Thanks so much for your balanced post!

Laura - March 31, 2014

I agree with most of what you said except for the age. You suggested starting around age 8-12… Many girls ARE developing that young, and even if they are not, their clothing is! My 4-year-old daughter and I have talks about some of her clothing… “those pants are too tight to wear without a skirt over top” or “that shirt is kind of see-through, so you have to wear another shirt underneath if you want to wear it”.

I think one problem parents face is that ‘cute’ outfits on 1-6-year-olds are just that… “cute”, but all of a sudden WE start treating them differently when they get to be in middle-elementary school. The clothes don’t really change, but all of a sudden we start acting differently about them. The kids know the clothing hasn’t changed, so they’re left thinking something must be wrong with their bodies. I say we start from the beginning and keep the standards consistent as they grow and mature.

    Dannah Gresh - March 31, 2014

    Of course. That is implied. But my heart is this…most parents don’t start to talk about these things until their daughters are too old. We have to start before they are fully developed but after their hearts and minds can handle the conversation. While you can start the conversation when she is younger, much of it won’t be well comprehended until she’s about 8. As for clothes maturing, I really think that we should be careful about dressing them to be too mature too soon. There’s no reason to do that. Keep them age-appropriate so the conversation will revolve around them being careful in what kinds of clothing they wear as soon as they start seeing the trend to dress older. I think we have more in common than not!

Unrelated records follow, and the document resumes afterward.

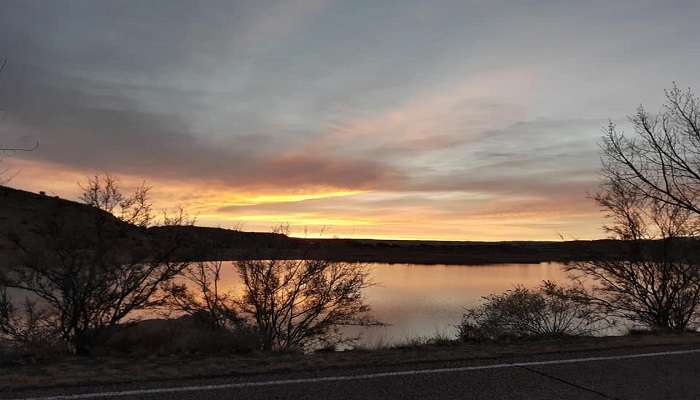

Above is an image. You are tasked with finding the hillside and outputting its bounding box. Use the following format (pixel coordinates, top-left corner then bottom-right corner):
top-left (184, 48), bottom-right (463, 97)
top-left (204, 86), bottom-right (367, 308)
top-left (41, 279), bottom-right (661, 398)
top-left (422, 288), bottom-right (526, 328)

top-left (0, 186), bottom-right (625, 264)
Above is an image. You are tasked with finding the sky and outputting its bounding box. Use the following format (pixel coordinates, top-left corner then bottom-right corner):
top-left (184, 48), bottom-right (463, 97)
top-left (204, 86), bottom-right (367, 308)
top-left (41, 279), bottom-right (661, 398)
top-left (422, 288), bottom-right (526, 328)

top-left (0, 0), bottom-right (700, 240)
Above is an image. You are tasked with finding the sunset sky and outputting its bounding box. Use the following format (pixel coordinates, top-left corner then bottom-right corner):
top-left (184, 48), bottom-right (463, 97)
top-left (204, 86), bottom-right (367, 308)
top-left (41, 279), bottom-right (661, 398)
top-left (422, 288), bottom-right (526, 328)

top-left (0, 0), bottom-right (700, 240)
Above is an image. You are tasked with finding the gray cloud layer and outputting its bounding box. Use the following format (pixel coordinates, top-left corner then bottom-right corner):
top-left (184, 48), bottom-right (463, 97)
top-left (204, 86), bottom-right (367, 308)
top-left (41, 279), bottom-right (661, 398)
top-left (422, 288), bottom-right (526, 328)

top-left (0, 0), bottom-right (700, 238)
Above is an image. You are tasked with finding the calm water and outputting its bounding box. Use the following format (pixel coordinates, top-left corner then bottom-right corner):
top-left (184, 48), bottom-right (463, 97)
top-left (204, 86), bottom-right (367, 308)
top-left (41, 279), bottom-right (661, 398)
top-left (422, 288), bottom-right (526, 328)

top-left (216, 263), bottom-right (567, 347)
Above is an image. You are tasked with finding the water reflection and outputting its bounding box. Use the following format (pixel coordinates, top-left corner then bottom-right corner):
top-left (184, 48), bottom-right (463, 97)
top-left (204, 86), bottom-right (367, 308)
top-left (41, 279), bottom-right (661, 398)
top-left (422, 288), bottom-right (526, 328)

top-left (216, 263), bottom-right (567, 347)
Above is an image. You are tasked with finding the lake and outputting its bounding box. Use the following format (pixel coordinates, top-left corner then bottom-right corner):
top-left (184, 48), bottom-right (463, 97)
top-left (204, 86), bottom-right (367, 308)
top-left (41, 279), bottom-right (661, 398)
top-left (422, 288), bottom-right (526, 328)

top-left (215, 263), bottom-right (567, 347)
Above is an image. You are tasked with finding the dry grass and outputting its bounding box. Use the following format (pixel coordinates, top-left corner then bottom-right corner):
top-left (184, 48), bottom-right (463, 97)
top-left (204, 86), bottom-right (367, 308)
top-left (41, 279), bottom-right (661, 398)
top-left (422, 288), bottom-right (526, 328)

top-left (0, 334), bottom-right (700, 392)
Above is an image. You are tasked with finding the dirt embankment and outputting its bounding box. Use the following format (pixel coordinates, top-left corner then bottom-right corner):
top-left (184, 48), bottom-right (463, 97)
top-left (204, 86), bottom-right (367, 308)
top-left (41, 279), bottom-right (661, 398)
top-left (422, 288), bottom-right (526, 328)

top-left (0, 334), bottom-right (700, 393)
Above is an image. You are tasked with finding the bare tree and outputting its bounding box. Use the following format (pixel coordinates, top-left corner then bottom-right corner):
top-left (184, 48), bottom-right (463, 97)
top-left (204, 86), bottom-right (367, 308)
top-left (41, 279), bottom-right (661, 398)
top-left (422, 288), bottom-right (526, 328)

top-left (235, 259), bottom-right (377, 351)
top-left (80, 174), bottom-right (153, 227)
top-left (165, 261), bottom-right (243, 330)
top-left (457, 281), bottom-right (608, 340)
top-left (0, 178), bottom-right (189, 354)
top-left (602, 84), bottom-right (700, 214)
top-left (569, 104), bottom-right (700, 331)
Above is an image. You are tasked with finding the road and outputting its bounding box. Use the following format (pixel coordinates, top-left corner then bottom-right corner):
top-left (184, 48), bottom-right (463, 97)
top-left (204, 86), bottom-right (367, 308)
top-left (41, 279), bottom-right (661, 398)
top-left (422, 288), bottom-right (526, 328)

top-left (0, 347), bottom-right (700, 400)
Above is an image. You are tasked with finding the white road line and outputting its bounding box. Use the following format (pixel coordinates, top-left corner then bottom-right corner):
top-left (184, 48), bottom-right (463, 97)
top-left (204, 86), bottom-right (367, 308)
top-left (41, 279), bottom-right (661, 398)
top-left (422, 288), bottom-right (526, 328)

top-left (9, 349), bottom-right (700, 400)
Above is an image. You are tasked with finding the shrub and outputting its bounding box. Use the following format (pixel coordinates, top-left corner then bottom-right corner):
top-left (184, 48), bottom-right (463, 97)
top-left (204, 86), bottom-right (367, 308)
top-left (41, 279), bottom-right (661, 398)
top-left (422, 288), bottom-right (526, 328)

top-left (457, 281), bottom-right (606, 340)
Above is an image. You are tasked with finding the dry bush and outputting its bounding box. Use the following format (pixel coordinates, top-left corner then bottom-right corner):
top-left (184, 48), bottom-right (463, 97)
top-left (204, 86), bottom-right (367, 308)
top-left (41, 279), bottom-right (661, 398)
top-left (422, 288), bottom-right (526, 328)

top-left (457, 281), bottom-right (607, 340)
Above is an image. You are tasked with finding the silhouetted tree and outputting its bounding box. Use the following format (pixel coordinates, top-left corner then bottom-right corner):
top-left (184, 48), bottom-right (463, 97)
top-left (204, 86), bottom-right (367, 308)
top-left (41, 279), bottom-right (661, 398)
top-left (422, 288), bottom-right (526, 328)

top-left (235, 259), bottom-right (377, 351)
top-left (602, 84), bottom-right (700, 214)
top-left (165, 261), bottom-right (244, 330)
top-left (80, 174), bottom-right (153, 227)
top-left (568, 107), bottom-right (700, 331)
top-left (0, 175), bottom-right (189, 354)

      Erica - June 3, 2014

      I REALLY appreciate this article, because I tend to naturally be a legalistic person. Its something i have to keep a watch out for, in my parenting especially! The examples you gave are wonderful, and have shown me some mistakes i have made (in my wording when talking with her about modesty) already…and my daughter is only 6! 🙁 Grrrr! But i will change that now. 🙂 Thank you so much for your wonderful ministry!!

Katie - July 12, 2014

I really appreciate this ministry! Having two boys, I have so much to learn about raising a girl! We are celebrating our daughter’s first birthday this weekend, but even a year ago was not too early to begin modesty standards! One gift when she was born was a 18 mo. size bikini! I did not keep it. Instead, when we started going swimming this summer, she’s been wearing a one-piece swimsuit.

Julie - July 17, 2014

I need some advice regarding modesty and bathing suits. Whenever the youth group has swim parties or lake trips, the girls are asked to either wear a one piece or wear a tank top over their bikinis. Recently, I noticed that both our youth pastor’s wife and our female worship leader, posted pictures of themselves in bikinis on Facebook. I feel it is in bad tase considering what we are trying to teach our teens. Any advice on how to address this without sounding judgmental?

    Dannah Gresh - July 17, 2014

    Hi Julie

    I’d absolutely, lovingly confront this. It’s not at all about whether you should or should not wear bikinis. It’s about the double standard and double mindedness it presents to the youth group kids who no doubt follow the youth pastor’s wife on Twitter or are friends with her on facebook. This is BAD FORM! And I don’t mind saying so.

    I would start by gentle, personally, (as in face-to-face) talking to the youth pastor’s wife. This would be in keeping with the Bible’s directions for confronting someone in Matthew. It would be inappropriate for you to go around her! Tell her that you just want to clarify something: what is the standard that the youth are being taught regarding modest swimwear. Is it still one piece or a tank over bikinis or has it changed? Because you happened to see the facebook photo and it’s not consistent with what you thought the policy to be. Then listen. With a good heart. And a gentle spirit.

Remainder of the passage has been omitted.